Genetics and Epigenetics Laboratory

Lab head: A/Prof John Kwok
Location: Brain and Mind Centre

Using high-throughput cellular assays to screen dementia gene variants

Primary supervisor: Carol Dobson-Stone

Mutations in several genes cause inherited forms of dementia, such as autosomal dominant Alzheimer’s disease and frontotemporal dementia. Recent advances in DNA sequencing technology make it a simple prospect to sequence all of these genes in any person with an inherited dementia. What is significantly less straightforward is how to interpret novel variants in these genes. Traditional cellular assays testing the effect of such variants on pathological pathways are time consuming and examine only one or a few variants at a time. This means that even for established disease genes, many variants are simply classified as ‘variants of unknown significance’ (VUS) without being investigated further. This uncertainty can cause confusion, may delay accurate diagnosis of the underlying mechanism for the dementia symptoms and hinders family planning decisions for relatives who don’t know their carrier status. Our lab is developing an efficient and systematic battery of cellular assays to assess the pathogenicity of multiple dementia gene variants at once. The aim of this honours project is to help develop one or more of these assays and use them to screen VUS of a known dementia gene, to determine which variants are likely to be pathogenic (disease-causing) and which are benign.

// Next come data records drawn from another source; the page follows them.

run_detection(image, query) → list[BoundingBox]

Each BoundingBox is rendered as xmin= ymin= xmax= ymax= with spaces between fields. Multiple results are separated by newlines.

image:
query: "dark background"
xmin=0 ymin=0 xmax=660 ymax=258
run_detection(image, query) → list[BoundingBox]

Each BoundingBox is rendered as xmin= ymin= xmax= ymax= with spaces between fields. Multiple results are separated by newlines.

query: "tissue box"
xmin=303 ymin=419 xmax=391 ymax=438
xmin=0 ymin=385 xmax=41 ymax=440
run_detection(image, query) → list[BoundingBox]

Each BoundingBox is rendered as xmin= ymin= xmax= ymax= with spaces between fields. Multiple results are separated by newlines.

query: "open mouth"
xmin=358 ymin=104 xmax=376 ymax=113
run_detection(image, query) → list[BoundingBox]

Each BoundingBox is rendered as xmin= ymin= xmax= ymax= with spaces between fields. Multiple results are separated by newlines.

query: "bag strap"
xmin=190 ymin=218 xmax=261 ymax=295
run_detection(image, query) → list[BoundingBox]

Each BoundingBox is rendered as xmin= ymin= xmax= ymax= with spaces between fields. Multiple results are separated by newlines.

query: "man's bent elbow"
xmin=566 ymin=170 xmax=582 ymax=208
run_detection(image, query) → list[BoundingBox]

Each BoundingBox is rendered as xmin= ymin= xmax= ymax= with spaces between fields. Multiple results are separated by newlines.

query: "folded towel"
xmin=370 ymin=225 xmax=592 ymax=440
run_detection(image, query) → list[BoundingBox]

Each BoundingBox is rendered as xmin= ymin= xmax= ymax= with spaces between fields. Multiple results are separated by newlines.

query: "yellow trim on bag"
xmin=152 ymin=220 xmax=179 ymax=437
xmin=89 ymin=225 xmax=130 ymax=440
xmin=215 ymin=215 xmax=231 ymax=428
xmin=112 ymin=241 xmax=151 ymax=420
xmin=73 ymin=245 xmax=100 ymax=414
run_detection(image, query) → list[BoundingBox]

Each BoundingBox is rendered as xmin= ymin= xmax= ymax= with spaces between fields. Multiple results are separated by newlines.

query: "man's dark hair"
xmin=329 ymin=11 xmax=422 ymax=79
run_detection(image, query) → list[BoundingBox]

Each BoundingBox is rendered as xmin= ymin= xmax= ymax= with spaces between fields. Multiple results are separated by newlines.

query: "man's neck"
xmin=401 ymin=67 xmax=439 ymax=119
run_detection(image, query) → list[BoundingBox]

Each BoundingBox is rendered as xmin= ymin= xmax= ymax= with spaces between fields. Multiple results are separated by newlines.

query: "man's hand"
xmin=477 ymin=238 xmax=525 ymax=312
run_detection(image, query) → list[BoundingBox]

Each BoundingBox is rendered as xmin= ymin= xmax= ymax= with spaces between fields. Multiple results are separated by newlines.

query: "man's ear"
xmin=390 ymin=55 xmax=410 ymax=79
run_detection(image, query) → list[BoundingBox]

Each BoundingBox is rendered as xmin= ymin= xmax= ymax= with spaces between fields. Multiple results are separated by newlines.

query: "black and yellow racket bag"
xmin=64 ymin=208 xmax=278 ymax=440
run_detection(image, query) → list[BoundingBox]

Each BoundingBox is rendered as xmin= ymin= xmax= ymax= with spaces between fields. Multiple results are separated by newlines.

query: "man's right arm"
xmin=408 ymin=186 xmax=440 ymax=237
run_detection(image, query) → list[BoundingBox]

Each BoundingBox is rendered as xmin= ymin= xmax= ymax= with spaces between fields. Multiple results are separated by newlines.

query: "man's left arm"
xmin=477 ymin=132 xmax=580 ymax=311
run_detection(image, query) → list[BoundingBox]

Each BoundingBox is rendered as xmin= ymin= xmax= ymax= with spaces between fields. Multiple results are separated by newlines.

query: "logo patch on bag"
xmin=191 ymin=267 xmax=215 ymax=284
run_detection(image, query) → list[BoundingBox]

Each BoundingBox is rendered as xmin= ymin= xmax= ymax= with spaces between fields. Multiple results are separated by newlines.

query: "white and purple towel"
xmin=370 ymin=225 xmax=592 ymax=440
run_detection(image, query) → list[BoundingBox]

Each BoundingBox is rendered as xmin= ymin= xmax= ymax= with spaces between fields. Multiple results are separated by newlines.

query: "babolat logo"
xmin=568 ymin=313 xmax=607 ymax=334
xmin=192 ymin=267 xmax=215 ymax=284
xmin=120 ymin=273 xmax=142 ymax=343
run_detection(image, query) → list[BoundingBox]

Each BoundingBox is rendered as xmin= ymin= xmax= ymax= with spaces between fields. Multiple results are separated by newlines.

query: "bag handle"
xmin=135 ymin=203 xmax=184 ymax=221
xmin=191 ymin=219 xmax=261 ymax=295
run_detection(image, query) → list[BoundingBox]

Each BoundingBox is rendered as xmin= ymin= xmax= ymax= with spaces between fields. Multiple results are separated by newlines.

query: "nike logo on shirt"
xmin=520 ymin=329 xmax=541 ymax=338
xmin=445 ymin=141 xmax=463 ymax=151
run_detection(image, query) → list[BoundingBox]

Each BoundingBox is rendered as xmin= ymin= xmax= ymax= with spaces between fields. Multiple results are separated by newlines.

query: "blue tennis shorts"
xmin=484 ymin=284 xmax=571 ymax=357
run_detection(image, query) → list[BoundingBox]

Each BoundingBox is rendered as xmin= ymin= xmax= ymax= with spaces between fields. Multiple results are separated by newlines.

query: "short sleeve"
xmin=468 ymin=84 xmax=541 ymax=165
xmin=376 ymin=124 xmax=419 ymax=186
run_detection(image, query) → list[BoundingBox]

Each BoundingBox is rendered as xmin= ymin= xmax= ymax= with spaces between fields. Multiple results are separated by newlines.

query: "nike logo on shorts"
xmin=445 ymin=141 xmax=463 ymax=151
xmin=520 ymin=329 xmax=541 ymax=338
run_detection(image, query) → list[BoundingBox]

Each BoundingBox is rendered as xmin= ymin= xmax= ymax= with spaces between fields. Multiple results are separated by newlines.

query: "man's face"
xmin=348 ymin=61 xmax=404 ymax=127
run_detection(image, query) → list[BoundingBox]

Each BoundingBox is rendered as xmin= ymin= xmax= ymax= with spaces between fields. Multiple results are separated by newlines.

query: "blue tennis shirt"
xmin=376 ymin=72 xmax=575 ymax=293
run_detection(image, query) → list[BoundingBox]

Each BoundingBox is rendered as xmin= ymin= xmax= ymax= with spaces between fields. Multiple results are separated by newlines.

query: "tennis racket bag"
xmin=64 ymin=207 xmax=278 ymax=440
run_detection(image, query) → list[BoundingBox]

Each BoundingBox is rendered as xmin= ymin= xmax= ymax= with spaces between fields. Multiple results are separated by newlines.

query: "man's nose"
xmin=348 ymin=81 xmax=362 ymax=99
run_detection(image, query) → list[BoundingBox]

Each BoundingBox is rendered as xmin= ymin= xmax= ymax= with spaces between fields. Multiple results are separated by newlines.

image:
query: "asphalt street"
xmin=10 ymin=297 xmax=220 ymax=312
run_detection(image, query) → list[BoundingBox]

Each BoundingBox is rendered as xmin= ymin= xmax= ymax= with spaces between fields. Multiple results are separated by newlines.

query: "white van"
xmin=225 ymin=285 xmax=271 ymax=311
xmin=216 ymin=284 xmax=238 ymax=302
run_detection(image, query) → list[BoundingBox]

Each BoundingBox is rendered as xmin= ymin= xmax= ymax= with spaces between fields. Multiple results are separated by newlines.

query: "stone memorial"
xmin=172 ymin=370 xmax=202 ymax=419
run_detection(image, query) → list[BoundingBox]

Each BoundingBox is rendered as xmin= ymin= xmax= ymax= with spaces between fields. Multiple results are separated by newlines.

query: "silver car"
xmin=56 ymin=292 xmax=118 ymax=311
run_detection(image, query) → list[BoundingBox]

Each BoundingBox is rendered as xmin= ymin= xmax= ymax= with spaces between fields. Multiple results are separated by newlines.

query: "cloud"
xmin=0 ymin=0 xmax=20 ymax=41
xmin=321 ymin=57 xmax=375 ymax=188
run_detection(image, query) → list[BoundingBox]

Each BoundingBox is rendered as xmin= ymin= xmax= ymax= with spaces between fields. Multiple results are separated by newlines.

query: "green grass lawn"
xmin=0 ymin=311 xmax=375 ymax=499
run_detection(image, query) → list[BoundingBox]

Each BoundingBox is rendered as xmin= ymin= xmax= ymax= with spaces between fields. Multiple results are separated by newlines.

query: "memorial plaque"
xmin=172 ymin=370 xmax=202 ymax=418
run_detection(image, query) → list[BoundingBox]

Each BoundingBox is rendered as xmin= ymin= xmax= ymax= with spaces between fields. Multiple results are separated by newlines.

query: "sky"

Acquired skills and techniques


• Experimental design

• Molecular biology techniques (e.g., polymerase chain reaction (PCR) analysis, molecular cloning, DNA sequencing, cell culture)

• Immunocytochemical analysis

• Confocal microscopy

• Statistical analysis and interpretation of results


 This project would suit an organised student who is able to work carefully and independently and has an eye for detail. Prior knowledge of molecular biology/genetics is preferred but not essential.